LinuxQuestions.org
Share your knowledge at the LQ Wiki.
Go Back   LinuxQuestions.org > Forums > Linux Forums > Linux - Newbie
User Name
Password
Linux - Newbie This Linux forum is for members that are new to Linux.
Just starting out and have a question? If it is not in the man pages or the how-to's this is the place!

Notices


Reply
  Search this Thread
Old 06-01-2016, 03:48 PM   #1
CJenR
LQ Newbie
 
Registered: Jun 2016
Posts: 5

Rep: Reputation: Disabled
CSV file - Fetch column value which has commas - using awk


I have been trying to retrieve column values from CSV files using shell script.

My CSV file record is as follows:
1234,some text,"some text, with comma",text,alphanumeric,"again with, comma",text

My code: awk -F"," '{if(NR == 3) print $3}' FileName

I used comma as the field separator, but it does not get me the third column data. Can someone please help me
 
Old 06-01-2016, 04:48 PM   #2
smallpond
Senior Member
 
Registered: Feb 2011
Location: Massachusetts, USA
Distribution: Fedora
Posts: 4,137

Rep: Reputation: 1263Reputation: 1263Reputation: 1263Reputation: 1263Reputation: 1263Reputation: 1263Reputation: 1263Reputation: 1263Reputation: 1263
Sure it is. Your third field is:

Code:
"some text
If you don't want it to consider commas inside quotes you need to use a different tool than regex, or else you need to preprocess the file before passing it to awk.

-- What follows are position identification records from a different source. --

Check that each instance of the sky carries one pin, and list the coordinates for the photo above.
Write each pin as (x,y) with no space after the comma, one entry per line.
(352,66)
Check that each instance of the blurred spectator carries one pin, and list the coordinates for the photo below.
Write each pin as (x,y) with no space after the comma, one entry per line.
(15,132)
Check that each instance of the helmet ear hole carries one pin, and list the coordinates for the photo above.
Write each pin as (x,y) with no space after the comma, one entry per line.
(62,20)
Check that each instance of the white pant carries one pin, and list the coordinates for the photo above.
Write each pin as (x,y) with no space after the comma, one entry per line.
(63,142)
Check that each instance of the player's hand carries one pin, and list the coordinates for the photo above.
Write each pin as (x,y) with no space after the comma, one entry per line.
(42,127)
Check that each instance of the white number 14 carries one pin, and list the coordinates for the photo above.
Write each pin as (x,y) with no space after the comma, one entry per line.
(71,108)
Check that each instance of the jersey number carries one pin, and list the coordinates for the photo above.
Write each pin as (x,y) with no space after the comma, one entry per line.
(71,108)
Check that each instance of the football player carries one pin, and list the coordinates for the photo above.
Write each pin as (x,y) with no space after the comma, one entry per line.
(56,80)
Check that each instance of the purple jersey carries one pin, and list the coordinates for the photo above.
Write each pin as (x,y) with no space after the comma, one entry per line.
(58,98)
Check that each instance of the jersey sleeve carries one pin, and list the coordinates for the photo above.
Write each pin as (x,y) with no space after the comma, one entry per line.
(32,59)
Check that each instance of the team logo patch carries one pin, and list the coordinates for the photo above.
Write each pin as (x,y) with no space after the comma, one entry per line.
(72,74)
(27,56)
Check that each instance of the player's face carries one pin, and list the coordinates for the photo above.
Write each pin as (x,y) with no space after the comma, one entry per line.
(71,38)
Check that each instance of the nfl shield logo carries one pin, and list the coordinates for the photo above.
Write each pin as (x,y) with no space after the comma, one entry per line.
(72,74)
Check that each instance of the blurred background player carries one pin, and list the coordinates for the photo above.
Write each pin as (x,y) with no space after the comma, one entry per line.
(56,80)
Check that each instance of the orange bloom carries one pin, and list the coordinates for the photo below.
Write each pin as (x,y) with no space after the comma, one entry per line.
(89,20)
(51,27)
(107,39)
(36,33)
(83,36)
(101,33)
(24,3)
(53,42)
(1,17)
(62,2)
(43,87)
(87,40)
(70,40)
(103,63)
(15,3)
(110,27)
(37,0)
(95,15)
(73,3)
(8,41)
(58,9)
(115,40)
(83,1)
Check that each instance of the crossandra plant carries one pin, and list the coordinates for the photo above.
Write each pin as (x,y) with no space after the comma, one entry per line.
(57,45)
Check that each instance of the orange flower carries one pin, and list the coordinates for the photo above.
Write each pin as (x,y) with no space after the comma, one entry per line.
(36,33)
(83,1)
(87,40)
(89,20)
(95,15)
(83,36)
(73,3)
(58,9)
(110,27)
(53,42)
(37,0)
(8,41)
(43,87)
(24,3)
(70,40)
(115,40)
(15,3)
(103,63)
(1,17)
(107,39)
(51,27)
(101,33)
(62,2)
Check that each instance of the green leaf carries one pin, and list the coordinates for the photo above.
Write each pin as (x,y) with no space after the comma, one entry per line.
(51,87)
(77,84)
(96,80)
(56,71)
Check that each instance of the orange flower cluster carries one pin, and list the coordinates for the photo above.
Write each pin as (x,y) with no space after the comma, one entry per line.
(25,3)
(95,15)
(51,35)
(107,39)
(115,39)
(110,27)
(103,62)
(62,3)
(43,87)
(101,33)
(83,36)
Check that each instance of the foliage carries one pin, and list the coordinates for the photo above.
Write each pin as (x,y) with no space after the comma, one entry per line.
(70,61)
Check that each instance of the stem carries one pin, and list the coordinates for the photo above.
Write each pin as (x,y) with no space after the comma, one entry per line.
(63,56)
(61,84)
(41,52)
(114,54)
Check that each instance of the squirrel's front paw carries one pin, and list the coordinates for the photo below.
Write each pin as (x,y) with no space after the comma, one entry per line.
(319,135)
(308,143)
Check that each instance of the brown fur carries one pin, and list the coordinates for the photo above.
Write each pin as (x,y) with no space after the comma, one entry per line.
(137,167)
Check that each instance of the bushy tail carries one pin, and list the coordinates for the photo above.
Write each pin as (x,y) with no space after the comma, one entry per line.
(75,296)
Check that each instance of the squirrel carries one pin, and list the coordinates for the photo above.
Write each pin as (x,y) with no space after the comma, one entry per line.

Edit: The reason you can't use regular expressions is that further down in your file is going to be:

Code:
1234,some text,"some text, with \"excaped, quotes\" and commas",text,alphanumeric,"again with, comma",text

Last edited by smallpond; 06-01-2016 at 04:55 PM.
 
Old 06-01-2016, 04:53 PM   #3
rknichols
Senior Member
 
Registered: Aug 2009
Distribution: Rocky Linux
Posts: 4,774

Rep: Reputation: 2211Reputation: 2211Reputation: 2211Reputation: 2211Reputation: 2211Reputation: 2211Reputation: 2211Reputation: 2211Reputation: 2211Reputation: 2211Reputation: 2211
That turns out to be a non-trivial task, as you have found. Here is a function taken from an awk script that I wrote. I believe it handles all cases of quoted strings, escaped literal quote characters, embedded quoted newlines, etc., properly. It might need a llittle tweaking to work outside of the complete script where I use it. In particular, I notice that the variable stderr is never set to the value "/dev/stderr".
Code:
####
# parser(string,delim): Parse a CSV string with a given delimiter
# into a global fields[] array and return the number of fields found.
#
# The delimiter defaults to "," if not specified. Any leading or
# trailing spaces are conidered part of the field.
#
# Released to the public domain 1 June 2016 by Robert Nichols.
####
function parser(s,delim,   nc,aa,n,argnum,val,quoted) {
    argnum = 0; val = ""; quoted = 0
    if(delim == "")  delim=","
    nc = split(s, aa, "")
    for(n = 1; n <= nc+1; ++n) {
        if(n > nc || aa[n] == delim) {
            if(quoted) {
                if(n > nc) {    # quoted newline
                    val = val "\n"
                    if((getline s) < 1) {
                        print "EOF with unterminated quote" >stderr
                        fields[++argnum] = val
                        Errflg = 1
                        break
                    }
                    nc = split(s, aa, "")
                    n = 0
                    continue
                }
            }
            else {
                fields[++argnum] = val
                val = ""
                continue
            }
        }
        else if(aa[n] == "\"") {
            if(!quoted) { ++quoted; continue }
            if(aa[n+1] == "\"")  ++n    # literal quote char
            else { quoted = 0; continue }
        }
        val = val aa[n]
    }
    return argnum
}

Last edited by rknichols; 06-01-2016 at 04:57 PM.
 
2 members found this post helpful.
Old 06-01-2016, 05:46 PM   #4
CJenR
LQ Newbie
 
Registered: Jun 2016
Posts: 5

Original Poster
Rep: Reputation: Disabled
Yes, I want it to consider commas inside quotes.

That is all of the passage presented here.